Murdoch disse que odiava a equipe da rede encarregada de projetar os vencedores em cada Estado — na noite da eleição a Fox foi a primeira a projetar que Biden venceria no Arizona, um dos Estados mais decisivos para a disputa.

Dois meses depois, um dia após o Capitólio dos EUA ser atacado por partidários de Trump, Murdoch perguntou se alguns de seus apresentadores de opinião "foram longe demais" ao divulgar informações falsas sobre as eleições.

"Ainda estão atirando lama em nós", escreveu o executivo, em resposta às críticas de alguns senadores republicanos de que sua rede era responsável pela violência.

O que a Fox News está dizendo em defesa

Não é simples provar um caso de difamação sob a lei dos EUA.

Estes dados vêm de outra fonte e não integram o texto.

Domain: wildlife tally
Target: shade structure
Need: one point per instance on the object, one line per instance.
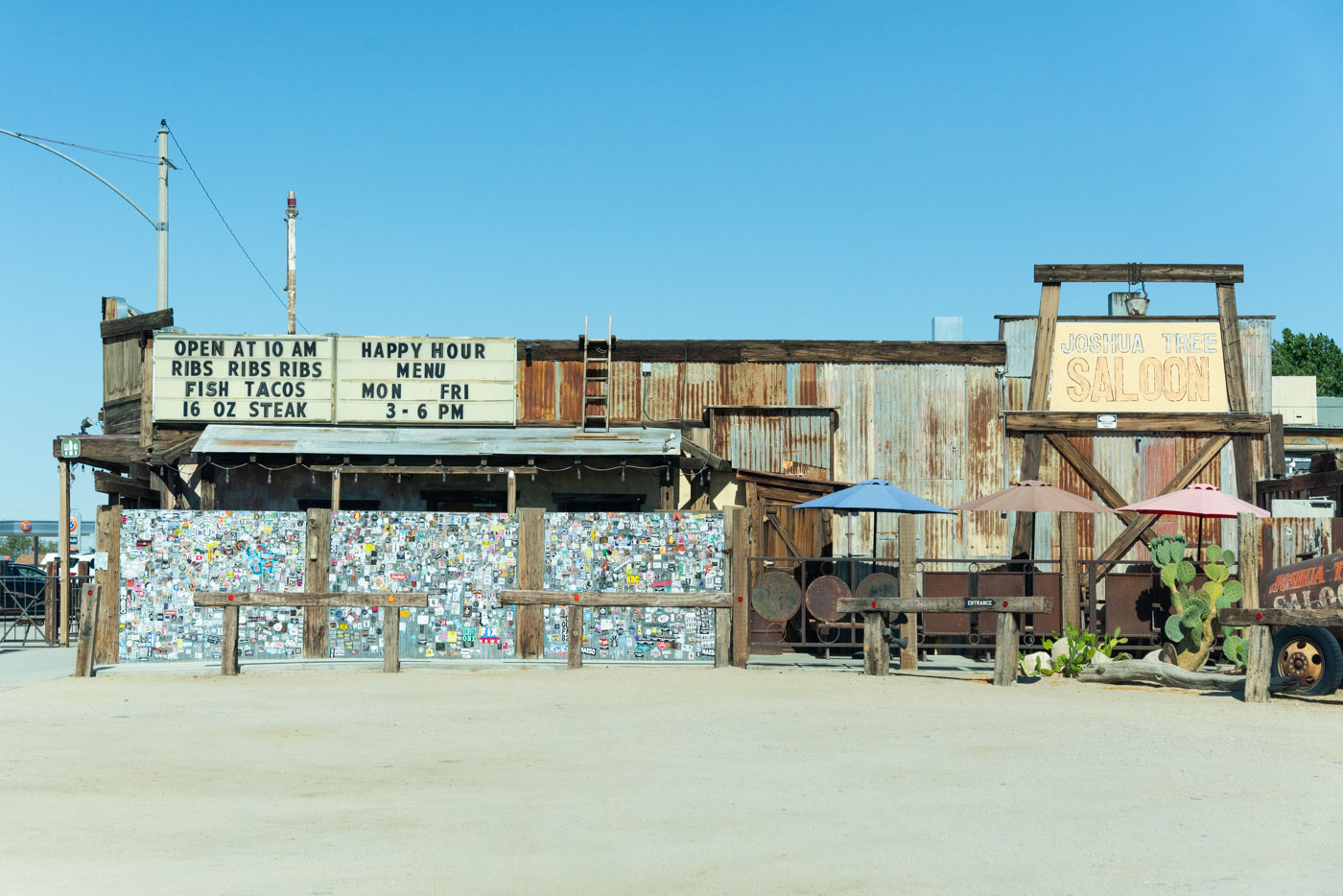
(1033, 496)
(1198, 500)
(873, 496)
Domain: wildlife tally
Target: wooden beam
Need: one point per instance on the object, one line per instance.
(772, 351)
(1139, 524)
(919, 603)
(1236, 391)
(1024, 533)
(712, 600)
(1138, 422)
(530, 573)
(908, 559)
(136, 324)
(736, 526)
(1148, 272)
(309, 600)
(318, 580)
(109, 483)
(1239, 617)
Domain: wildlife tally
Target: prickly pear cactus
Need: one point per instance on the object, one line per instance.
(1191, 625)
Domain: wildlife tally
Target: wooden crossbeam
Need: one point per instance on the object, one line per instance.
(1148, 272)
(919, 603)
(1238, 617)
(1139, 422)
(709, 600)
(309, 600)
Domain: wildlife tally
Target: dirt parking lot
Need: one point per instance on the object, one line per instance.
(658, 781)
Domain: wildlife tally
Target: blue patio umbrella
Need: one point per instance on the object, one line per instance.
(875, 496)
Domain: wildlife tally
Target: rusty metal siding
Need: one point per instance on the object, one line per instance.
(766, 439)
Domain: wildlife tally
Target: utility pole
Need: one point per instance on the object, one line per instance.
(291, 215)
(163, 214)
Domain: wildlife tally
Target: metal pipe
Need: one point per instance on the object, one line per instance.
(291, 215)
(163, 214)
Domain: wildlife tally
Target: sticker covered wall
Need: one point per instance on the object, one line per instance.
(167, 555)
(462, 559)
(677, 553)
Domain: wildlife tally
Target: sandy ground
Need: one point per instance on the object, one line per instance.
(658, 781)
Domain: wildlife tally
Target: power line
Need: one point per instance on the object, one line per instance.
(246, 254)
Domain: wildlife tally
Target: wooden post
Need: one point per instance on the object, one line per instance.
(908, 587)
(63, 469)
(575, 625)
(1259, 660)
(1004, 650)
(876, 651)
(228, 648)
(735, 524)
(87, 631)
(391, 637)
(1024, 536)
(316, 579)
(530, 574)
(1071, 583)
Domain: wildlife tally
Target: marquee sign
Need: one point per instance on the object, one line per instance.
(335, 379)
(1120, 365)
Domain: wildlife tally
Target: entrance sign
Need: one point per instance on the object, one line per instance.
(284, 379)
(426, 382)
(1119, 365)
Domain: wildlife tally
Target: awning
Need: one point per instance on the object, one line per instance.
(422, 440)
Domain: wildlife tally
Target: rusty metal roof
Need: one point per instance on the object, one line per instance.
(436, 440)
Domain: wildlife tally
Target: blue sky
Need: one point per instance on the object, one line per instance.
(830, 170)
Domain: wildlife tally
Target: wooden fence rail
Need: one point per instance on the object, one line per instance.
(720, 602)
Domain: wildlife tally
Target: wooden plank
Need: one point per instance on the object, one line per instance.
(391, 638)
(1150, 272)
(318, 580)
(109, 609)
(228, 647)
(908, 562)
(711, 600)
(575, 631)
(87, 631)
(1259, 664)
(876, 651)
(1047, 324)
(109, 483)
(1071, 580)
(63, 483)
(530, 569)
(1006, 645)
(1139, 526)
(136, 324)
(1239, 617)
(920, 603)
(721, 637)
(736, 523)
(1273, 449)
(309, 600)
(1236, 392)
(1139, 422)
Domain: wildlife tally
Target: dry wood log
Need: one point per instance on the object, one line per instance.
(1172, 676)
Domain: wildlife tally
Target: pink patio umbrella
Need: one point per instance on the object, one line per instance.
(1201, 500)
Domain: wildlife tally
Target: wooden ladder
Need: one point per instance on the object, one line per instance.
(597, 379)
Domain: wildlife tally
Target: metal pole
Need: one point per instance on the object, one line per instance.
(291, 214)
(163, 214)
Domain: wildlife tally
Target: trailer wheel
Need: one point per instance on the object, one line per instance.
(1311, 656)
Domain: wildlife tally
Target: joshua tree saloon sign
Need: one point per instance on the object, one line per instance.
(1119, 365)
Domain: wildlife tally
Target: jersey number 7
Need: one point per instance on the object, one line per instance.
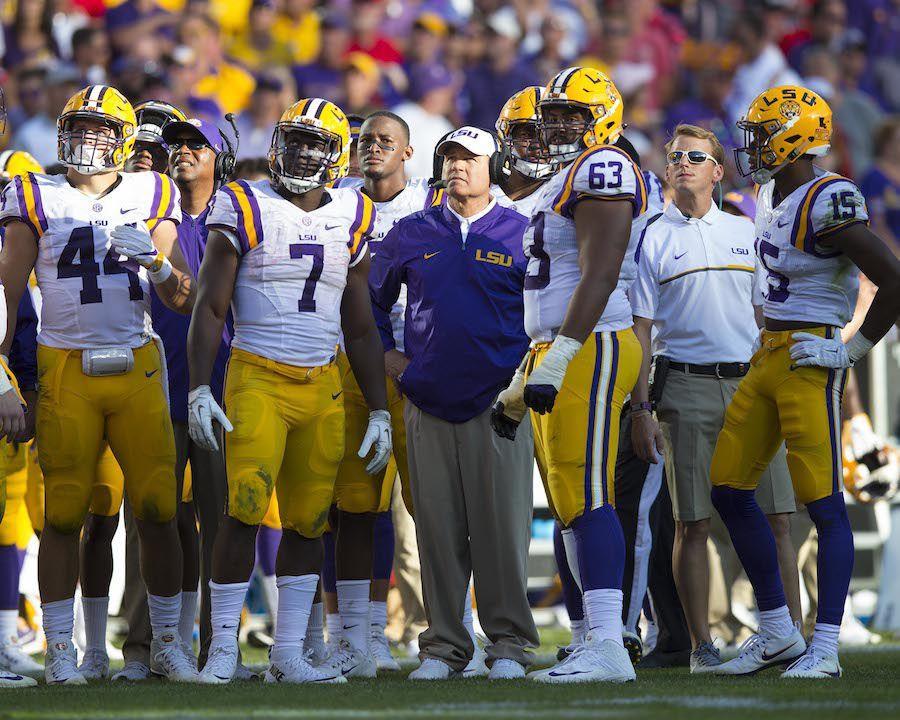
(81, 245)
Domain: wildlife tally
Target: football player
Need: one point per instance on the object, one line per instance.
(363, 500)
(811, 237)
(291, 300)
(150, 150)
(585, 358)
(101, 374)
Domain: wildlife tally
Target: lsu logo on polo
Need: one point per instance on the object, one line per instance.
(494, 258)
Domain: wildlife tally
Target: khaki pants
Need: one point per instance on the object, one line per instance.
(472, 492)
(691, 413)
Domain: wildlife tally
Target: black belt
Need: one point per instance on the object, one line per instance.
(719, 370)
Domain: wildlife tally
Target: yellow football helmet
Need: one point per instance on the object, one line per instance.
(518, 128)
(152, 116)
(17, 162)
(90, 151)
(310, 146)
(781, 125)
(599, 102)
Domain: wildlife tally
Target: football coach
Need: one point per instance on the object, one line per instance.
(464, 269)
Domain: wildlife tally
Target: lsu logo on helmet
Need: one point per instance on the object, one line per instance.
(310, 146)
(91, 149)
(596, 97)
(781, 125)
(17, 162)
(518, 127)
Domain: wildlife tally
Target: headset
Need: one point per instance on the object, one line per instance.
(499, 167)
(226, 159)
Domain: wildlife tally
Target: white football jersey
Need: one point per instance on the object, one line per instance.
(417, 195)
(91, 297)
(807, 279)
(604, 172)
(293, 267)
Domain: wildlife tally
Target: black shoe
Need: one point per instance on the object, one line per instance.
(658, 659)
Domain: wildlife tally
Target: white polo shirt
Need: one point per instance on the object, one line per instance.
(696, 280)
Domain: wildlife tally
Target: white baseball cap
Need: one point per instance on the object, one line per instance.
(475, 140)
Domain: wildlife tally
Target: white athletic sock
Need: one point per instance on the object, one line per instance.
(603, 613)
(295, 596)
(59, 620)
(187, 616)
(333, 625)
(8, 626)
(571, 546)
(270, 594)
(825, 638)
(467, 618)
(165, 612)
(579, 630)
(96, 611)
(314, 633)
(353, 605)
(226, 600)
(775, 623)
(378, 614)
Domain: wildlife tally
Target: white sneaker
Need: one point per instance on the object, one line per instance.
(14, 680)
(506, 669)
(477, 666)
(167, 659)
(381, 650)
(759, 652)
(594, 661)
(432, 669)
(296, 669)
(812, 665)
(350, 662)
(94, 665)
(61, 665)
(220, 665)
(315, 652)
(133, 671)
(705, 659)
(14, 659)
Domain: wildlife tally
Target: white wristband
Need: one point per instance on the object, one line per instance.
(161, 275)
(858, 346)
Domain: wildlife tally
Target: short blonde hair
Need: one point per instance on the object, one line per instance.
(701, 134)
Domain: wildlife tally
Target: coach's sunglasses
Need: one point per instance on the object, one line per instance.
(695, 157)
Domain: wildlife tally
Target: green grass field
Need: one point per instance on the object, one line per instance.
(869, 689)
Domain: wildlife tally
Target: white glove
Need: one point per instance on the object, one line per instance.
(135, 243)
(378, 434)
(811, 350)
(863, 439)
(202, 410)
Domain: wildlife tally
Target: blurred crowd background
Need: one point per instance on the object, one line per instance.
(443, 63)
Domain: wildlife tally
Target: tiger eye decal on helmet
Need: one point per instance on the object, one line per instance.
(310, 146)
(592, 94)
(104, 138)
(781, 125)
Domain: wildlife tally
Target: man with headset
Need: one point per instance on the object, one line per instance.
(464, 269)
(200, 159)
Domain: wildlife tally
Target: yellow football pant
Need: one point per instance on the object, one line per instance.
(576, 444)
(78, 413)
(778, 401)
(355, 490)
(288, 438)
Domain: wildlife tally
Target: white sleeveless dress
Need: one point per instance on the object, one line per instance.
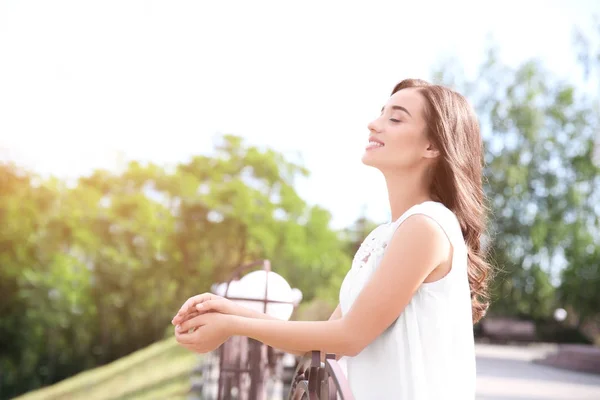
(428, 352)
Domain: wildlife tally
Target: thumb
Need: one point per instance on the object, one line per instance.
(210, 305)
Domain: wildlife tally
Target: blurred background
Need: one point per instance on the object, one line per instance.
(148, 148)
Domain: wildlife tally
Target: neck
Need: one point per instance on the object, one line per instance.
(404, 191)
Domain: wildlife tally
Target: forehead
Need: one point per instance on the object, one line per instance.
(409, 98)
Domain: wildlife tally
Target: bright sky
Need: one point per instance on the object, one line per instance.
(84, 84)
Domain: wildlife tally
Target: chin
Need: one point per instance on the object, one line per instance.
(369, 160)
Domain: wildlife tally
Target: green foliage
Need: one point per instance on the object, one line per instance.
(543, 187)
(93, 271)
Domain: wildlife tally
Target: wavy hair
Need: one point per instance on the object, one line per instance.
(457, 176)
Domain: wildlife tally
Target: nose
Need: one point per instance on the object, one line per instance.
(374, 126)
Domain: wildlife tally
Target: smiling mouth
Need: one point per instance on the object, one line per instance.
(374, 145)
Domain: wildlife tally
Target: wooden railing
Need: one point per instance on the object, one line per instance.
(316, 380)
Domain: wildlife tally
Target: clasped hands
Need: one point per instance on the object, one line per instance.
(204, 322)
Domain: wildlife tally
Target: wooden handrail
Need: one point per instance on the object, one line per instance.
(314, 380)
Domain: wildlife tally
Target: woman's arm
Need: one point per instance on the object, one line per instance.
(208, 302)
(417, 248)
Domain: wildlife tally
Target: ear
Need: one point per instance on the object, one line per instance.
(431, 151)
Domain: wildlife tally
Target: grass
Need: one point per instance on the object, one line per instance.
(159, 371)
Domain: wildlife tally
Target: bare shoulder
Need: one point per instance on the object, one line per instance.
(422, 233)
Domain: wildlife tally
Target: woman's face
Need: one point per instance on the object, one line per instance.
(398, 139)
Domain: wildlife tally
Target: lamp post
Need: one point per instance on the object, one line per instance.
(245, 365)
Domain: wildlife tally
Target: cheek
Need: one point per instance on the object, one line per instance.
(406, 144)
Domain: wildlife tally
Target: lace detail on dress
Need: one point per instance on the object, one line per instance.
(372, 247)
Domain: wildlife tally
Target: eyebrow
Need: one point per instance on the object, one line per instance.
(398, 108)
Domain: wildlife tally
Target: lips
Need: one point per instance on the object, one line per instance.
(374, 143)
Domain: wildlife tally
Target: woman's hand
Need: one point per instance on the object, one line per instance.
(206, 302)
(211, 331)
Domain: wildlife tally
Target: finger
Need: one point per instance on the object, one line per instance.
(192, 301)
(192, 323)
(216, 305)
(185, 339)
(178, 319)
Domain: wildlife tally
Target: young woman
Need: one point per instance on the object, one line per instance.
(416, 285)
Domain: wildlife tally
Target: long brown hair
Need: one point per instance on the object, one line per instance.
(457, 178)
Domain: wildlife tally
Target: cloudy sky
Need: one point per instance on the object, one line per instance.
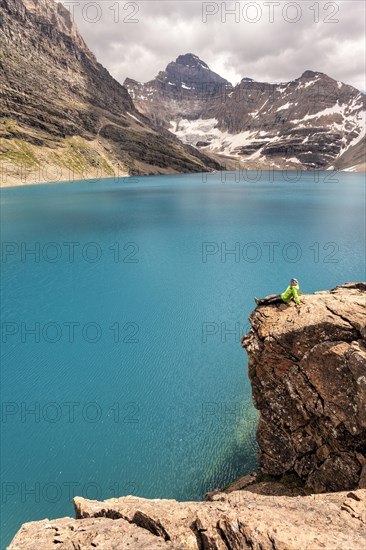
(271, 41)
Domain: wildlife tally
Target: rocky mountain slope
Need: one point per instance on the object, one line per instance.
(308, 123)
(62, 115)
(308, 373)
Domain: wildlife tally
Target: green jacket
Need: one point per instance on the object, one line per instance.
(291, 292)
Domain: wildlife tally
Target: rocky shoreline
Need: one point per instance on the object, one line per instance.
(307, 367)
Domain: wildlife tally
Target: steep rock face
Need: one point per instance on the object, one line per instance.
(307, 123)
(307, 367)
(62, 112)
(178, 92)
(234, 521)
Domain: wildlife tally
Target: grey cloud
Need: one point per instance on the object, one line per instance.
(277, 51)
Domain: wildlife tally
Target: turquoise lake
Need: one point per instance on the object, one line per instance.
(123, 304)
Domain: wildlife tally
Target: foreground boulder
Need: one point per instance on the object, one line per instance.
(238, 520)
(307, 367)
(308, 372)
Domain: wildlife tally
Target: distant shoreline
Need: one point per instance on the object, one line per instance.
(356, 170)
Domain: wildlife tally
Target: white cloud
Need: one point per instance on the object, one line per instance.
(263, 50)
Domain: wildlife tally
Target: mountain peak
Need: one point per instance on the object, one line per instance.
(310, 74)
(191, 60)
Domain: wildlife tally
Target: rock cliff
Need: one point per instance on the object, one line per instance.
(63, 116)
(308, 372)
(311, 122)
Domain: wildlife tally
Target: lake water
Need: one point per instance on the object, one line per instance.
(122, 310)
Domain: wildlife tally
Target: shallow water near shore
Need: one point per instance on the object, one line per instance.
(123, 305)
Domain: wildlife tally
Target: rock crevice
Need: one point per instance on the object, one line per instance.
(308, 372)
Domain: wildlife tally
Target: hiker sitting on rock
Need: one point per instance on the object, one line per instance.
(290, 293)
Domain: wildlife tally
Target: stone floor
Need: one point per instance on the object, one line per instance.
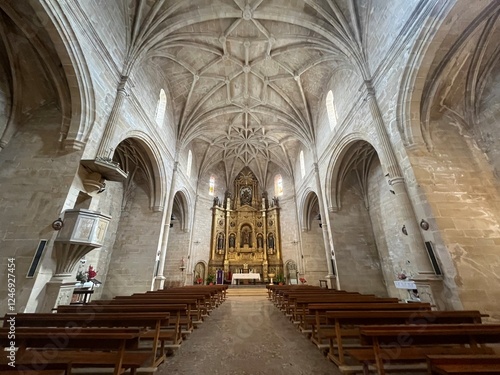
(247, 335)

A Dominion terá que provar que a Fox News sabia que as acusações de Trump sobre o resultado da eleição eram falsas e que causaram danos significativos à sua reputação e seus interesses comerciais.

Por isso são fundamentais as conversas entre executivos e jornalistas da Fox News sobre a cobertura da rede em textos e e-mails privados.

As mensagens mostram uma discrepância entre o que eles acreditavam ser verdade e o que foi levado ao ar para milhões de telespectadores.

Em comunicado, a Fox News afirmou que os advogados da Dominion estão "pintando uma imagem imprecisa."

A empresa de urnas eletrônicas, afirma a Fox News, "caracterizou erroneamente os registros, selecionou citações despojadas de contexto e preencheu páginas e páginas em fatos que são irrelevantes sob os princípios da lei de difamação".

Murdoch, por sua vez, lamentou a forma como a Fox cobriu as disputas pós-eleitorais, mas disse que sua rede estava fazendo seu trabalho.

"Informamos as notícias e temos dezenas de pessoas por dia na rede que estão comentando as notícias", disse Murdoch em depoimento no processo. "E isso foi uma grande notícia. O presidente dos Estados Unidos estava fazendo afirmações absurdas, mas isso era notícia."

Mesmo que a Dominion não vença o processo, o dano à imagem da Fox News já é significativo — e pode contribuir para o que alguns dos executivos da rede pareciam mais temer: a perda de confiança de seus leais telespectadores conservadores.